Photo by Mary Christmas. For her take on the "Happening," see post here.
On First Thursday, the fourth night of the Republican convention and the opening night of PICA's TBA Festival
, the Pearl is a hive of art-musing, wine-sipping, chattering activity. At the corner of Sixth and Davis, two unkempt men and a woman hold up an enormous cardboard sign reading, “Travelin' Broke Hungry.” “Spare change for a bigger sign?” the woman asks the gallery-goers who amble past. I have come here looking for signs, although this wasn't quite what I'd had in mind.
Throngs of people are milling around on the street as I head toward my destination, the Pacific Northwest College of Art, where choreographer Anna Halprin's Blank Placard Happening
will be revived roughly 40 years after it debuted. At the Albina Bank, where Oregon Ballet Theatre
is performing on a pocket-square-sized patch of office floor, viewers are peering into the plate-glass windows from the outside. An inebriated older gent in a natty suit steadies himself on my arm. “They're wearing fufus,” he exclaims. “Tutus?” I ask. “Yeah, I should know that,” he says sheepishly. “But my sisters were all rodeo queens.”
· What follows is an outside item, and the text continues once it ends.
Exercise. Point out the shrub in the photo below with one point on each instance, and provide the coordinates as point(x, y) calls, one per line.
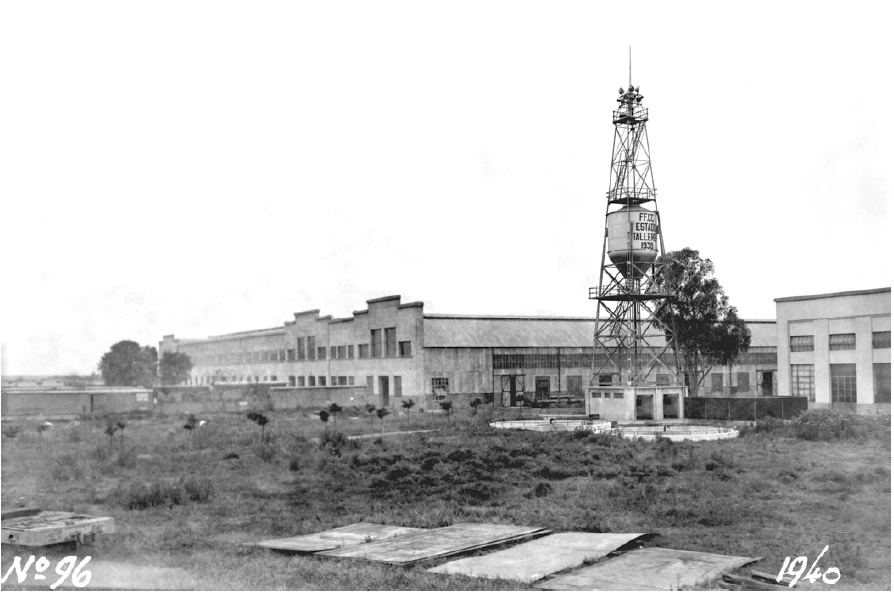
point(198, 488)
point(540, 490)
point(12, 431)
As I approach PNCA, a young woman is telling her date about karaoke night. “So they pulled me up onstage and made me sing ‘Play That Funky Monkey White Boy,' [sic] and I was not
pleased. Um … is this a rally?” It is, sort of. Inside and outside of the building, people are holding what look like protest signs, but the signs are blank, just as they were when Halprin originally staged the piece in San Francisco, eliciting a broad range of guesses as to what it all meant. A fairly Oregonian cross-section of people has assembled: men and women, young and old, white and … more white, and for the most part, dressed in white, some carrying sprigs of lavender with their signs. A bearded man takes the stage to give directions, concluding, “Basically, I'm just going to start walking and you can start walking after me.”
At 8:30, the group heads out onto the street, and the response is immediate. “You guys, what does your sign say,” calls a woman in a white VW bug. “What are you protesting?” no one answers. “I don't get it,” she says exasperatedly as she drives past. At Jamison Park, people are splayed out on the grass, watching Casino Royale
on an outdoor screen. “What does your sign mean?” one asks as we pass. “Anything you want it to mean,” a marcher replies. “Fair enough,” she says with a shrug. Ahead of me, marchers are discussing Sarah Palin and John McCain. Behind me, there seems to be some speculation about which Oregonian
employees will take buyout packages
. As we near the Broadway bridge, a man shouts, “Woo hoo! I'm totally against it.” Passing cars honk, although it's not clear whether in solidarity or annoyance. “What was this originally for?” a young woman asks her marching partner. “I not sure,” he replies. “It just sounded cool.”
It is a polite protest: people talk quietly amongst themselves and laugh, and wait at traffic lights. As the gathering reaches its end, at the newly opened Left Bank, marchers file toward the door, where art and a beer garden await. Was the happening a success? Hard to say. “Well, it's a nice night for a protest, anyhow,” one remarks before entering.